Interestingly, model 3 revealed increased risk for high-frequency headache for early (OR, 1.74; 95% CI, 1.11 - 2.71) and late (OR, 2.07; 95% CI, 1.25 - 3.43) menopause compared with premenopause after adjustment for sociodemographic characteristics, but the risks lost significance after adjustment for all covariates. This may mean that some headaches among the postmenopausal may have causes other than migraine due to declining estrogen, such as depression and medication overuse.

Headaches that increase in frequency with menopause may be less worrisome than those that begin then. "When someone has a new-onset headache in late middle life, we are more suspicious of a secondary cause because migraine rarely begins in the 50s and 60s and other disorders such as stroke and brain tumor become more common," Dr Lipton told Medscape Medical News.

Dr Martin pointed out another explanation for headache increase with menopause: rebound. "Women as they get older develop aches and pains, joints and back pain, and it is possible their overuse of pain medications for headache and other conditions might actually drive an increase in headaches for the menopause group."

Results "Reassuring"

"Those of us who treat women with migraine have been aware that with the onset of perimenopause, there is often an exacerbation of migraine," said Lawrence C. Newman, director, The Headache Institute at Mount Sinai St. Luke’s Roosevelt, New York, New York, and president of the American Headache Society.

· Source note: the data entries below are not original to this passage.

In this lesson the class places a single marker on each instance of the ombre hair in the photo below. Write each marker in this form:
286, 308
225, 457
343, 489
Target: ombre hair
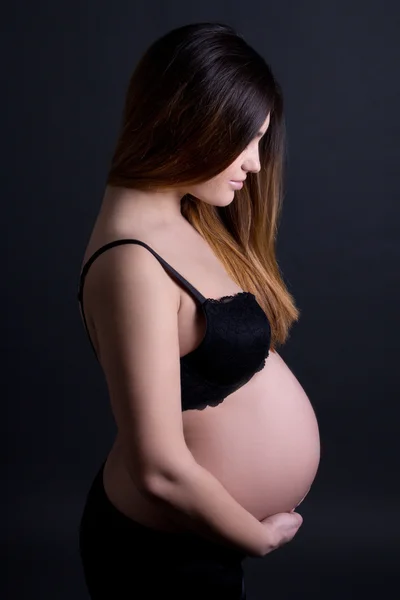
196, 99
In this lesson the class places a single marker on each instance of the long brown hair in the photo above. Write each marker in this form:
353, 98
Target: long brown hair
196, 99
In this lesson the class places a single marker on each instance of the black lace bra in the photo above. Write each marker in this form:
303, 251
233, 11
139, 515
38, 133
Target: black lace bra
235, 345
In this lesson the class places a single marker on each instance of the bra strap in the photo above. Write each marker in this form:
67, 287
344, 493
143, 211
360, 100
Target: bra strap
175, 273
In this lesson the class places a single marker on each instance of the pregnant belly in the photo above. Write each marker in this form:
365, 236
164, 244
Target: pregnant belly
262, 443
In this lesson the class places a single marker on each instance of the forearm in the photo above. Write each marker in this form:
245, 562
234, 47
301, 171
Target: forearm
199, 502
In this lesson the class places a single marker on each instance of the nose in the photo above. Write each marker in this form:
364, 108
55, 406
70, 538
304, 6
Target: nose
252, 162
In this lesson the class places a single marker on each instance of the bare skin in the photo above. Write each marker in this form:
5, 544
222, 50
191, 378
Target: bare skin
262, 442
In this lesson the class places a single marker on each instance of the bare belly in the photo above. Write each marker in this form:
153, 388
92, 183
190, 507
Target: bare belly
262, 443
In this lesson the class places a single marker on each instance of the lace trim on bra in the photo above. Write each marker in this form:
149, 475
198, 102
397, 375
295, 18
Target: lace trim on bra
213, 302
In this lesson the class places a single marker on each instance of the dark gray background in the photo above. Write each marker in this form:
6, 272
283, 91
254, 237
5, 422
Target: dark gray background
65, 70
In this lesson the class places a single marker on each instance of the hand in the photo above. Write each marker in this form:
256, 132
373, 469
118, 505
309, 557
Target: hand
280, 529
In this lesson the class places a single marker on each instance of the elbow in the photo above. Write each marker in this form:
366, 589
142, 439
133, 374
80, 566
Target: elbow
158, 483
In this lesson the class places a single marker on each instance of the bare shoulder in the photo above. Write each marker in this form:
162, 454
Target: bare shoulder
134, 309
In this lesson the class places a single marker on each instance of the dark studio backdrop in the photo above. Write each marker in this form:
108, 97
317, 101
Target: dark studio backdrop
64, 75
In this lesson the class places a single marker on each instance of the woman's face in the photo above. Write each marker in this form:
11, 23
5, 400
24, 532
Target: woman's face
220, 191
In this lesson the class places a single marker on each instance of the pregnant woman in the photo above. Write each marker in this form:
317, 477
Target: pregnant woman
184, 305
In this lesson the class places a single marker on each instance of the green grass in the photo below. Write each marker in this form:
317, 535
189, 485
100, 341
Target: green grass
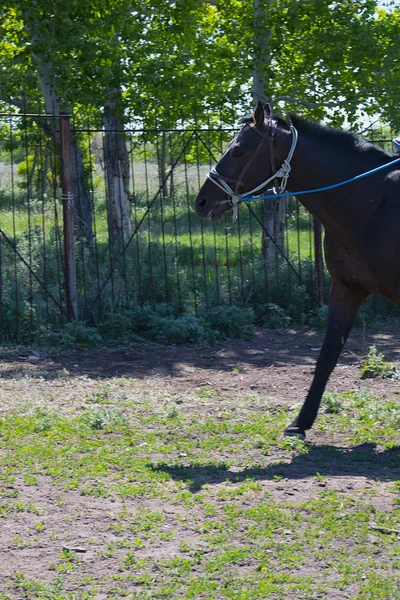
199, 499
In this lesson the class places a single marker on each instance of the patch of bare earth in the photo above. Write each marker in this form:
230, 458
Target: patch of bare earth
274, 369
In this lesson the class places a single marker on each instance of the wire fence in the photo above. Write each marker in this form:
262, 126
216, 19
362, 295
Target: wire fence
101, 222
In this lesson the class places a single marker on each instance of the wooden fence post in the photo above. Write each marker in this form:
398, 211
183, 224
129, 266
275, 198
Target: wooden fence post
68, 214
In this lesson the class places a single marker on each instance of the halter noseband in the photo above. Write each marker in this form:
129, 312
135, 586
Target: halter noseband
234, 197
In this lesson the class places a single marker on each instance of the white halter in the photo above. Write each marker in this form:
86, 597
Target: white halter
234, 197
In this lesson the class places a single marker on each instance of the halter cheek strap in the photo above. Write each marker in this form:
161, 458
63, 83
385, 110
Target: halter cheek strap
234, 197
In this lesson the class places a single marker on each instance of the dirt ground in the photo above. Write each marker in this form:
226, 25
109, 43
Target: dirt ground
278, 364
275, 368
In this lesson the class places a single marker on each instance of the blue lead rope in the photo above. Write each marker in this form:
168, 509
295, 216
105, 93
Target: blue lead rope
327, 187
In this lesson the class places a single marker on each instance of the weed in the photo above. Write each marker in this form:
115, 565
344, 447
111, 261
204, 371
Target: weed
375, 366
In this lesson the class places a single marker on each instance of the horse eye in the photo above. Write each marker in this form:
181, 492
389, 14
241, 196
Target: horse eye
238, 151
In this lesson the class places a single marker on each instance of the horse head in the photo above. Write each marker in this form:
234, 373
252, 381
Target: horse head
248, 164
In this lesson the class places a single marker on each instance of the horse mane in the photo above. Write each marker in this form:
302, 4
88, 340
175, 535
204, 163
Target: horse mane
337, 138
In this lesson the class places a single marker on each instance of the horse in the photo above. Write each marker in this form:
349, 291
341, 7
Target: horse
361, 219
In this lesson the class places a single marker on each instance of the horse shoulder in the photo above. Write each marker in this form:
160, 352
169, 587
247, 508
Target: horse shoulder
336, 258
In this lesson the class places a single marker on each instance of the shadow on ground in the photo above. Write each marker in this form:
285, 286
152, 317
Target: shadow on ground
329, 461
269, 348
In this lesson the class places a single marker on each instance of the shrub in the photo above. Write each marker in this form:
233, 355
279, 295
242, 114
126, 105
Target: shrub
231, 321
375, 366
273, 316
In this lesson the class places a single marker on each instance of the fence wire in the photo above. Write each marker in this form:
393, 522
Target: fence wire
137, 237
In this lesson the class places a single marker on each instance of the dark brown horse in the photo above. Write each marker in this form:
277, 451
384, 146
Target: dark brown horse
361, 219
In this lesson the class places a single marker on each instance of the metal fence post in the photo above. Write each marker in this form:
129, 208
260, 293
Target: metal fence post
68, 214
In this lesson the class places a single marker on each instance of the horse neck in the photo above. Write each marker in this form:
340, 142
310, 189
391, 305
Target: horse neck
316, 165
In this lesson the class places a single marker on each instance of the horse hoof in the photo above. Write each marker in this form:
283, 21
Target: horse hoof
294, 432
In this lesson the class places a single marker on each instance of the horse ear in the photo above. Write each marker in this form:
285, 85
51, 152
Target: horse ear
259, 115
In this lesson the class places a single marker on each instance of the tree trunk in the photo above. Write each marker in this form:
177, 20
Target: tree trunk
116, 162
82, 197
273, 210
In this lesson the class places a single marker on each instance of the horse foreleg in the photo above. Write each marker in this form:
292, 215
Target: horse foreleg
344, 302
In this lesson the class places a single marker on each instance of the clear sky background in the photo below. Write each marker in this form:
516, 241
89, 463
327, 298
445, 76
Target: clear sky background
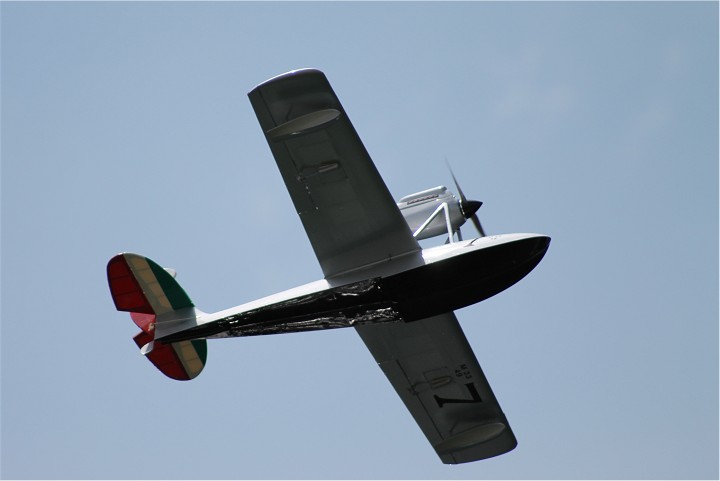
126, 127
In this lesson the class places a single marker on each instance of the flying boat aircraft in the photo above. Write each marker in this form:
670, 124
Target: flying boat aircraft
399, 297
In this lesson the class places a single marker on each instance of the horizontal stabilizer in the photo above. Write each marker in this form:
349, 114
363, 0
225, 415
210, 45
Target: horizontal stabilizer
182, 360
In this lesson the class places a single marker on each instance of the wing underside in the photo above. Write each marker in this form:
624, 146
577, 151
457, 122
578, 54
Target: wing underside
353, 222
436, 374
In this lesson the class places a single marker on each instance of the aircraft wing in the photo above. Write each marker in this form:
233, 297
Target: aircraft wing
345, 207
433, 369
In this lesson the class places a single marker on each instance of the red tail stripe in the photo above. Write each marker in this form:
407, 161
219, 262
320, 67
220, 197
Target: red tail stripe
125, 289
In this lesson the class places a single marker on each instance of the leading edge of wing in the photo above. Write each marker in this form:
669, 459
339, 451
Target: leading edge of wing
346, 209
436, 374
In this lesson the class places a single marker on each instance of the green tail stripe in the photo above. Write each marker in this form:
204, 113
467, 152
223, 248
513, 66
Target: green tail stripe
175, 294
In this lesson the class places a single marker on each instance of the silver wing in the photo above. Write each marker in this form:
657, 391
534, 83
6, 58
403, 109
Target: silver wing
352, 221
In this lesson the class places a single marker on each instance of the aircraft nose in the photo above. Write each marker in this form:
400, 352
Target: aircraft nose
469, 207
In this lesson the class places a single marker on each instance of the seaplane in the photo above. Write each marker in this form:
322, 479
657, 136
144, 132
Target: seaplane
399, 297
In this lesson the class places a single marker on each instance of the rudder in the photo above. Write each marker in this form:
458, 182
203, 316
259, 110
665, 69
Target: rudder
141, 287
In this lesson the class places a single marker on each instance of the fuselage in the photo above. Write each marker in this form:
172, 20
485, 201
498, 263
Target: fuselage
407, 288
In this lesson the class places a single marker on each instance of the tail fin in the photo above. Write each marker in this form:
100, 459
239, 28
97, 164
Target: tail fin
147, 291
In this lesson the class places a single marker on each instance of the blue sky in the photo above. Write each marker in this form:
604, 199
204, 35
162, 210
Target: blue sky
126, 127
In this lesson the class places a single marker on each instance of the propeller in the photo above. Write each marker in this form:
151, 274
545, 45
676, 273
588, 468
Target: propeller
468, 207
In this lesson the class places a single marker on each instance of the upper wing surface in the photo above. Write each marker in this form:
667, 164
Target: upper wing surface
345, 207
433, 369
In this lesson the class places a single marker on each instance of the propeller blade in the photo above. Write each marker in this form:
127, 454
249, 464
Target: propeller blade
457, 186
468, 207
478, 226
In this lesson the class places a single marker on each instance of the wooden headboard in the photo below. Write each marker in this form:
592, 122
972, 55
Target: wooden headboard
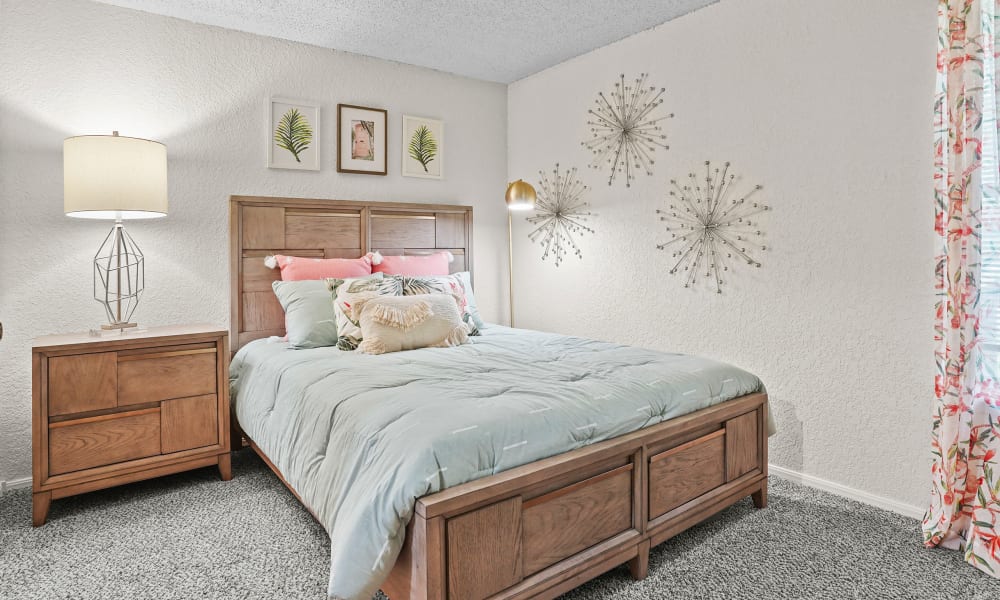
259, 226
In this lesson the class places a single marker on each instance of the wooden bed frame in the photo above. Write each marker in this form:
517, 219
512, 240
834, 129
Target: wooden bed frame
534, 531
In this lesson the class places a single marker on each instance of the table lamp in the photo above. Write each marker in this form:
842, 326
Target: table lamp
115, 177
520, 196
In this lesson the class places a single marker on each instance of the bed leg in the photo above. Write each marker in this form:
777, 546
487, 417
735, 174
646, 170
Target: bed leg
226, 466
235, 433
760, 496
639, 566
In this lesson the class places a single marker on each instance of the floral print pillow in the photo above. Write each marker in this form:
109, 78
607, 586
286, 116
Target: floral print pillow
346, 292
441, 284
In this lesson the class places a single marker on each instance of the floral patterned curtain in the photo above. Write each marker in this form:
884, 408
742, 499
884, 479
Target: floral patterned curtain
964, 509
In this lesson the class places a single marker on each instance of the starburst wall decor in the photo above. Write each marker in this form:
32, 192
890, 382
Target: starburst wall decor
625, 132
709, 229
560, 212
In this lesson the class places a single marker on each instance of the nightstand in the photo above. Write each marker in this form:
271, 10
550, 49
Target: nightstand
113, 410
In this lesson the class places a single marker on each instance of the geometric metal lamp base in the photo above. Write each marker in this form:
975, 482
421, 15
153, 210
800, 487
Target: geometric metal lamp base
113, 326
119, 277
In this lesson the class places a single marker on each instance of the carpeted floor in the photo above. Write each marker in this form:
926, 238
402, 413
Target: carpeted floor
193, 536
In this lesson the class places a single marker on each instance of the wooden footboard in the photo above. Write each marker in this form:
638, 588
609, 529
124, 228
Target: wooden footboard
539, 530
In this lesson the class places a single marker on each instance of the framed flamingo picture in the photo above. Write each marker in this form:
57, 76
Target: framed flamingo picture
361, 140
293, 135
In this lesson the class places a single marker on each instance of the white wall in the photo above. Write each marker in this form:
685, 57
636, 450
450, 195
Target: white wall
76, 67
828, 105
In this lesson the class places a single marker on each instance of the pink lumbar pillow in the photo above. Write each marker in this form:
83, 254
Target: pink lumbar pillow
413, 266
298, 268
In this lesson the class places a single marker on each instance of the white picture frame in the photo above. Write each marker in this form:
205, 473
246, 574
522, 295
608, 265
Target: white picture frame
292, 151
432, 167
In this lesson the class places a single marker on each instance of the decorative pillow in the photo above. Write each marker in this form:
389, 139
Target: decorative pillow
422, 265
310, 321
298, 268
471, 308
456, 285
346, 292
395, 323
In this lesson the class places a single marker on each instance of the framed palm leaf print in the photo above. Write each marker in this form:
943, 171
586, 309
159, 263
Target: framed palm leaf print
423, 147
293, 135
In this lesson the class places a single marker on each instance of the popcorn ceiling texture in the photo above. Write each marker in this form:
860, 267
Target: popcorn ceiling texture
801, 98
73, 67
495, 41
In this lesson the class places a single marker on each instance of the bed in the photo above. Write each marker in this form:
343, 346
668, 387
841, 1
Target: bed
574, 456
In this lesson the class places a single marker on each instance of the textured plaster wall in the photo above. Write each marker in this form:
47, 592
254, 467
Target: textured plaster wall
828, 105
76, 67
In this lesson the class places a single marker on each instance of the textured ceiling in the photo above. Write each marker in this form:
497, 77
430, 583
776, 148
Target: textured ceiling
492, 40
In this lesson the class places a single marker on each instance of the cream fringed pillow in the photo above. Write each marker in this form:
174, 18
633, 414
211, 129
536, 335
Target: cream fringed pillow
394, 323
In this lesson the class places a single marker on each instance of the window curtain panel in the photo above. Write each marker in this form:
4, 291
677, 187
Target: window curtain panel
964, 508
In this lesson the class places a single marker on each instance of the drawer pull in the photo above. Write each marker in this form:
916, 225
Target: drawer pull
108, 417
124, 358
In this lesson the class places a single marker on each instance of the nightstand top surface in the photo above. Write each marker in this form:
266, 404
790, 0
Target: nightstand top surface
66, 340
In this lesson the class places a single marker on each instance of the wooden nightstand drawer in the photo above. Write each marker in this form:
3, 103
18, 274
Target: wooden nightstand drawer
113, 409
166, 373
189, 423
82, 383
105, 440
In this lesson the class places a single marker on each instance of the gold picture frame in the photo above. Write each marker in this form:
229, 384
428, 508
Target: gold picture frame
362, 140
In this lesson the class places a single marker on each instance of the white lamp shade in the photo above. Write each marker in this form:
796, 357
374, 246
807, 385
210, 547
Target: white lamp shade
114, 177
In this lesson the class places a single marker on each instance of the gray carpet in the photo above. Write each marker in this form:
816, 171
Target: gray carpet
193, 536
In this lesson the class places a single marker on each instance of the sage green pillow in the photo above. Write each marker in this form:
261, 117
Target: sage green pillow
309, 318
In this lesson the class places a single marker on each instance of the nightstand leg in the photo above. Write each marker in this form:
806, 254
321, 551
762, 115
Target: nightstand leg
760, 496
639, 566
225, 466
40, 502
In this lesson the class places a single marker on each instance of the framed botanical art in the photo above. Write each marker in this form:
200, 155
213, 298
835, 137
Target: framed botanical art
423, 147
293, 135
361, 140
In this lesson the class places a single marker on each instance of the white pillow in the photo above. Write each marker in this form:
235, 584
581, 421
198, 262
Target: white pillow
344, 292
395, 323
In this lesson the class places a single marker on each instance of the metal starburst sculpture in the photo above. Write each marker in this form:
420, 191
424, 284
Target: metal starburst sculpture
625, 132
560, 213
709, 229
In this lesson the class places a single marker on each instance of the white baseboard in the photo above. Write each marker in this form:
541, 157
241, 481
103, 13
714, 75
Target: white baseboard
15, 484
902, 508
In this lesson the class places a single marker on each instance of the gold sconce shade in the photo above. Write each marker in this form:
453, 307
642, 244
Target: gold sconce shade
114, 177
520, 196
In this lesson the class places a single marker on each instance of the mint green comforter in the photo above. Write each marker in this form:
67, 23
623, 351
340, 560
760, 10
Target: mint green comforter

"This study focuses on what may happen in the perimenopausal transition period as well as postmenopausally," said Dr Newman. "The authors found increased risk for developing high frequency headaches, defined as more than 10 per month, during this transition phase as compared to premenopausal women with migraine."

The new results should be reassuring for most women approaching menopause. "If the woman is already on prevention, then adjusting the dose or switching to a different medication are options," said Dr Newman. "If she is not on a medication, the physician can consider adding a preventive strategy if headaches worsen. Alternatively, discussing a short-term hormone replacement therapy may have value, but there are risks associated with that approach."

The new results also indicate that preventive treatment might not be required forever. "If headache frequency and severity warrant preventive therapy, doctors can reassure patients that once the menopausal transition is complete, there is a good chance that preventive medicines will no longer be necessary, Dr Lipton said.  

A limitation of the study is inclusion of nonmigraine headaches. But Dr Lipton counters that inclusion of women without migraine would most likely attenuate, not amplify, results. "Migraine is far more likely to be hormonally sensitive than sinus infections or other potential migraine mimics," he said. Other limitations include exclusion of women on hormone replacement therapy, and self-reporting of headache frequency.

The researchers and commentators have disclosed no relevant financial relationships.